Chronique

Scarface
Mr. Scarface is Back

Rap-A-Lot Records - 1991

« All I have in this world is my balls and my words, and I don’t break’em for no one ».

C’est sur cet extrait du Scarface de De Palma, ou tout du moins les premiers mots, que s’ouvre le premier album de Scarface des Geto Boys, alors déjà auteurs des indispensables Grip It ! On That Other Level et We Can’t Be Stopped. Deux albums séminaux du genre gangsta rap à la sauce south, à la violence verbale rare, à faire pisser dans leurs frocs les plus couillus tenanciers de Compton et autres bourgades un peu chaudes de Californie.
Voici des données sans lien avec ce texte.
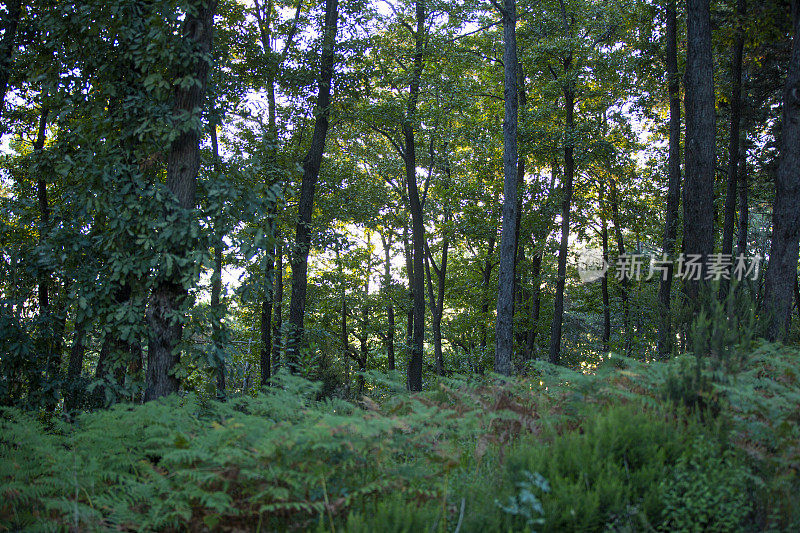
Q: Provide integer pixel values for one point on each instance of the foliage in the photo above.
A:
(708, 490)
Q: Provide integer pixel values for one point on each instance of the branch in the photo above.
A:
(391, 140)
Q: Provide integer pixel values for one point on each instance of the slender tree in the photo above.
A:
(311, 166)
(733, 141)
(414, 375)
(782, 268)
(665, 337)
(183, 164)
(504, 329)
(698, 193)
(10, 23)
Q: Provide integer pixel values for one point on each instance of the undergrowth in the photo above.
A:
(627, 447)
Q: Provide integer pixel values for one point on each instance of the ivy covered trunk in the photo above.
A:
(165, 313)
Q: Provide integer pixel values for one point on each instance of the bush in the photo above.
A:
(605, 471)
(708, 490)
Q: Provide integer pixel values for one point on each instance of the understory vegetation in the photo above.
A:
(623, 446)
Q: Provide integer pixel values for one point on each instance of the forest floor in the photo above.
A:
(691, 444)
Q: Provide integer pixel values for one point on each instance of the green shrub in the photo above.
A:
(606, 469)
(708, 490)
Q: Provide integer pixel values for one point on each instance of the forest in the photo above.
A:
(399, 265)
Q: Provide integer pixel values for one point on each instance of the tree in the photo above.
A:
(183, 163)
(665, 337)
(10, 22)
(698, 192)
(311, 166)
(783, 254)
(504, 335)
(414, 374)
La pochette – à elle seule un monument – donnait déjà le ton sans trop de mal : un sacré paquet de tunes, un sacré paquet de blanche et de gros pompes pour régler l’affaire. Au milieu, Brad Jordan, pris dans la folie ambiante mais les yeux posés sur l’objectif, seul à même de prendre sporadiquement le recul suffisant pour conter ce merdier. Car avant d’être le boogeyman sans pitié avide de meurtres de sang froid et de filles faciles qu’il dépeint dans « Body Snatcher » ou « The Pimp », il est surtout un fantastique narrateur. Exemple parfait autant que point d’orgue de l’album, « A Minute to Pray and a Second to Die » met en exergue des talents certains de story-teller ainsi qu’une capacité à raconter le réel avec une véracité saisissante.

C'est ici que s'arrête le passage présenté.